A flicker of gray caught her eye. A large rat darted across a stretch of pale sand along a stream cutting through the park below her. A housekeeping bot no larger than her hand speared the rat, scooped up the body and vanished under the trees. She laughed and slapped her hand on the table. "Sheep! Muttonhead! Lardbrain! Distraction nothing, I've got me an army."

She leaned back and sipped at the tea. Her bones felt like they were melting with the relief that swept through her. She had no more doubts. This place was old, old, old, ten centuries at least, there had to be more vermin in the walls than people on the walkways. "My army," she caroled. "My army's going to get you, creep."

As the table swung through the last curl of its down-spiral, she extended her mindride Talent and began teasing together rats and hunting spiders, poison-tailed kapaweys, scavenger d'dabs with teeth capable of reducing bone to paste and whatever else she found roaming that section of the innerways.

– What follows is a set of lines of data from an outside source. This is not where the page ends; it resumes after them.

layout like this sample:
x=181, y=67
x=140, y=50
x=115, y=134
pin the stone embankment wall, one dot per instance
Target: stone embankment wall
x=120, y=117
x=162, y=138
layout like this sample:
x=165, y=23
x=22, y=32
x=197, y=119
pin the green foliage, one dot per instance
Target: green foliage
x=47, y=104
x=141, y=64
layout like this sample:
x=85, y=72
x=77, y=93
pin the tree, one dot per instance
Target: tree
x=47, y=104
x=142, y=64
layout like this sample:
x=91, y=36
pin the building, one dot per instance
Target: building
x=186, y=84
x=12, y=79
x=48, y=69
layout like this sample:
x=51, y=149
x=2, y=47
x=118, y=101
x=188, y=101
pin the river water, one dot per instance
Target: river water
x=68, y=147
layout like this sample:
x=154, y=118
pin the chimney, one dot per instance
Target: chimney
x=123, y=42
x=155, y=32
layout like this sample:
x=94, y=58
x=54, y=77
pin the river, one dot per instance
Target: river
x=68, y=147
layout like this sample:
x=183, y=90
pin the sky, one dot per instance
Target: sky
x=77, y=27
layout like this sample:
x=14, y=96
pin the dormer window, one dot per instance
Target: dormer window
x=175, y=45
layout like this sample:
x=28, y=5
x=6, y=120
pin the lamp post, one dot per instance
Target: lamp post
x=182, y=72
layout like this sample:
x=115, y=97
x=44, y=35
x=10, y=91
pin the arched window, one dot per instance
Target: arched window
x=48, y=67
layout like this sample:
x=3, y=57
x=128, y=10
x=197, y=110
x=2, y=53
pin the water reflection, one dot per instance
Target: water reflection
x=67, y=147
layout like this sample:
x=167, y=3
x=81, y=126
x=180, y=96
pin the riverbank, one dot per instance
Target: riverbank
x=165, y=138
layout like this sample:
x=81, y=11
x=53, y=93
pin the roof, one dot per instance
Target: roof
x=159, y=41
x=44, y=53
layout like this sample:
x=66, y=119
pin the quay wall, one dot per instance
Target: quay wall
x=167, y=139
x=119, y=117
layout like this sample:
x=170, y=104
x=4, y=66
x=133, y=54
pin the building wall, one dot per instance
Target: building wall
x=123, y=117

When the table settled onto the grass beside the crescent of sand, she took off before the guard had a chance to push away from the tree he was leaning against; she dashed across the park and plunged into the office sector beyond, a place where privacy would be easy to find; the offices were apt to be snoop shielded and what business went on there was done by appointment, with clerk bots left to hold house between visits. She slowed and moved at an easy lope down brightly-lit pastel corridors, past offices and agencies and factory outlets, ignoring the stares of the two or three traders she came on. She could hear the click-clack of the guard's bootheels behind her; he wasn't hurrying, but she could feel his growing triumph; he was preparing himself for the end of the chase.